Наконец, Бог, присутствующий во всём сущем и сообщающий вещам их бытийственность, есть “безбрежное море бытийственности” (Иоанн Дамаскин): бытие как таковое. Если в ангелах самосоотнесенность эйдоса свободна от временного потока каузальности, то в Боге самосоотнесенность бытия свободна не только от времени, но также и от партикулярности особого эйдоса (по Аквинату – “не разновидность формы, но само бытие”). [с.389-390]

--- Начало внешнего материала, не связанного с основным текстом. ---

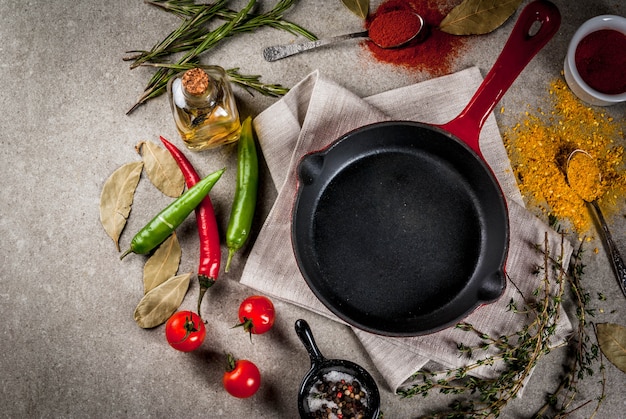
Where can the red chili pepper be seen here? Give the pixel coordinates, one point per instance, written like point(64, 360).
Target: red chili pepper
point(210, 252)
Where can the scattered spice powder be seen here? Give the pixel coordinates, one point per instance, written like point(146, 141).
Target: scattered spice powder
point(583, 175)
point(432, 51)
point(540, 145)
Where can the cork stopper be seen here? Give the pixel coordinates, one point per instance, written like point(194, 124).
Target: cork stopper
point(195, 81)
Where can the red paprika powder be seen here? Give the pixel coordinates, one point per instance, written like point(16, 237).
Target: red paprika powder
point(394, 28)
point(601, 61)
point(432, 51)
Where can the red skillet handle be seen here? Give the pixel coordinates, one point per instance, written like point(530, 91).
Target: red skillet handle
point(522, 45)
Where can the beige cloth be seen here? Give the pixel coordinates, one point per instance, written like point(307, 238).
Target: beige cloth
point(316, 112)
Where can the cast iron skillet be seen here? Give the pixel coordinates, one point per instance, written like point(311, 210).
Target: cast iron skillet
point(401, 228)
point(320, 366)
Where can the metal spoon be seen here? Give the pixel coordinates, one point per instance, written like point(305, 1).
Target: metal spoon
point(281, 51)
point(619, 268)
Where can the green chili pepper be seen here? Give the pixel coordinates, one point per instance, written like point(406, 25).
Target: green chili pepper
point(166, 221)
point(244, 203)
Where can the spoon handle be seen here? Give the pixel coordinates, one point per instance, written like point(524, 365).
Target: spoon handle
point(281, 51)
point(614, 254)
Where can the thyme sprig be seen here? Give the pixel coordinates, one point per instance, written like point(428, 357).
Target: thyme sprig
point(517, 354)
point(194, 36)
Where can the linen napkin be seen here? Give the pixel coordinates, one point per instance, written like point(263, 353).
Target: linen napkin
point(316, 112)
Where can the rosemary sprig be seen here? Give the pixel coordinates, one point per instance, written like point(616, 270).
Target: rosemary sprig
point(192, 38)
point(519, 353)
point(248, 82)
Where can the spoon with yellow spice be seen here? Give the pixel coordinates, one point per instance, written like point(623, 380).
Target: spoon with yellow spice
point(584, 177)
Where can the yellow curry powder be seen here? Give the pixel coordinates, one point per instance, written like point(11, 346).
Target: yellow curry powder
point(539, 148)
point(583, 176)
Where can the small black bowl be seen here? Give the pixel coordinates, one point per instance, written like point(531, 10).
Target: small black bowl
point(323, 369)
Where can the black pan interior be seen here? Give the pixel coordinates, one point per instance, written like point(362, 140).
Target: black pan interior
point(400, 229)
point(347, 368)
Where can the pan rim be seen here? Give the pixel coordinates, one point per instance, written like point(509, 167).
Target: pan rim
point(503, 240)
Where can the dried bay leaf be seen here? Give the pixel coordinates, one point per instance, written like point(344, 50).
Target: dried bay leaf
point(161, 168)
point(161, 302)
point(612, 341)
point(116, 199)
point(358, 7)
point(477, 17)
point(163, 264)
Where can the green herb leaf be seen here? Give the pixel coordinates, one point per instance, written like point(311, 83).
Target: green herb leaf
point(116, 199)
point(161, 302)
point(612, 341)
point(161, 169)
point(477, 17)
point(163, 264)
point(358, 7)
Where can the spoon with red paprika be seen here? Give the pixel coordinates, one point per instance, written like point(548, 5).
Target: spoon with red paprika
point(388, 30)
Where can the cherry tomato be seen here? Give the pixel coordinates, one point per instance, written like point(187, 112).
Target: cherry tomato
point(242, 378)
point(256, 314)
point(185, 331)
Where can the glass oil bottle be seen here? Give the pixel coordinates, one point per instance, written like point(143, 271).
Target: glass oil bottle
point(204, 108)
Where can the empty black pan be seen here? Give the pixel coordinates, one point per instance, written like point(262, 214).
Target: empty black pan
point(401, 228)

Все три типа подхода к вещи есть никак не принадлежность какой-либо эпохи, какого-либо особого мировоззренческого типа, но явление общечеловеческое... Всё дело в том, какой из трех типов приходит к гегемонии, сообщая специфический модус жизнеотношению “сына века” в целом; этим определяется различие между веками. Набор фактов человеческой психологии, в том числе психологии интеллекта, во все времена примерно один и тот же. Для историка важно, какие из них и до какой степени становятся из фактов психологии фактами культуры, насколько они “культивируются”.
Так новоевропейская “научность”, как эта последняя складывалась с эпохи раннего капитализма, принципиально основана на решающем перевесе того, что мы назвали наблюдением. В центре стоит эксперимент, ориентированный не на образ, а на эффект, на “причиненное” следствие. Этому покоряется даже искусство, по-своему становящееся “научным”. Например, в живописи торжествует принцип прямой линейной перспективы, не чуждый ни античной театральной декорации, ни византийской иконе, но только со времен Ренессанса в разрыве со всеми традициями приходящий к тотальному господству; это значит, что изображается не предмет как таковой, не эйдос и не сущность, но оптический эффект – “причиненное” предметом воздействие на сетчатку глаза. Предмет деонтологизируется. Мышление в функциях всё последовательнее очищает себя от реликтов мышления в субстанциях [восприятие мироздания как мироустройства]. [с.390]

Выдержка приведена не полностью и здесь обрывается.